For many, the digging follows months of combing hospitals, jails and morgues, and sometimes years of false hope.

Guillermina Sotelo Castaneda's farmworker son Cesar Ivan Gonzalez disappeared on Aug. 19, 2012 after driving her from Huitzuco, a town about 45 minutes from Iguala, to Cuernavaca. She never saw him again, although she still pictures him leaving for work in the morning with a small water jug slung over his shoulder, a backpack and a machete. She sees him coming through the front door with armfuls of tomatoes, squash or limes, whatever he had harvested that day.
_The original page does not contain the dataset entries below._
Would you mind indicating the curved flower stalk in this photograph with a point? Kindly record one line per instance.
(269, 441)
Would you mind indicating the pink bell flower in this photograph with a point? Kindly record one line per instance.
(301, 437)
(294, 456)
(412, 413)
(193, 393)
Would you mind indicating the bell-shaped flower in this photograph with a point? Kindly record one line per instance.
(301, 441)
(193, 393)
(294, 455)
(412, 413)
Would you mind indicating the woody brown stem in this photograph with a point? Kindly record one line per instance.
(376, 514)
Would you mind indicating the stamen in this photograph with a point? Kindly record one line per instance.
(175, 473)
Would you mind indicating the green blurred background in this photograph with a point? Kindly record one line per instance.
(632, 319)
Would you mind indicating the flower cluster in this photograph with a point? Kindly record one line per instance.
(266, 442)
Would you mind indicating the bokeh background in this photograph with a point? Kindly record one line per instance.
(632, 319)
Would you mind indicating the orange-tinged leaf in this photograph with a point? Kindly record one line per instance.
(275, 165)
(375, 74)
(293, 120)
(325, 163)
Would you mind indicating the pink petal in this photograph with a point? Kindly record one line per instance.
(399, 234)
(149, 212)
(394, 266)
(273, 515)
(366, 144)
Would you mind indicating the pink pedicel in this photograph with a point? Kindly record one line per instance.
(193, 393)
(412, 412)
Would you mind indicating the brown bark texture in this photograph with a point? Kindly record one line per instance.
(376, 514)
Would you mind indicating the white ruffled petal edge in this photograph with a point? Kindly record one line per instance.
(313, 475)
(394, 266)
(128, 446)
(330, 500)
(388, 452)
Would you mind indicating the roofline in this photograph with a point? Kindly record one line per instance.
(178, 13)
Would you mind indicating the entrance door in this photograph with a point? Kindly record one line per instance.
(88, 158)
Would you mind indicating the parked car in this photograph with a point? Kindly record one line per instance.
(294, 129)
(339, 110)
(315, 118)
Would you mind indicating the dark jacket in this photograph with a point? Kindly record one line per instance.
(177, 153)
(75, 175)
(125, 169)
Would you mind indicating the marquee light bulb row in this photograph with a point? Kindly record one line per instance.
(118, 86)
Months after filing the initial report of his disappearance, she went back to police to find they had no record of the case. She and her husband have lived the U.S. for more than a decade, but send family members to the local morgues in Chilpancingo, Iguala and Cuernavaca anytime unidentified remains show up. So far, none belong to her son.

Two weeks ago, after watching news reports of bodies discovered in the mountains around Iguala, Sotelo, 54, bought a one-way ticket from her home in North Carolina back to Mexico to resume her search.

Even as she digs in the dirt for her son's remains two years after he disappeared, Sotelo admits that she continues to make payments on a motorcycle he bought, because she knows how much he loved it and because it would break her heart if it was repossessed. And as long as this opportunity to search lasts, Sotelo says she will continue. In her mind, until she can bury her son he is still alive.

"One has to overcome the fear, because if not who is going to look for our children?" Sotelo said.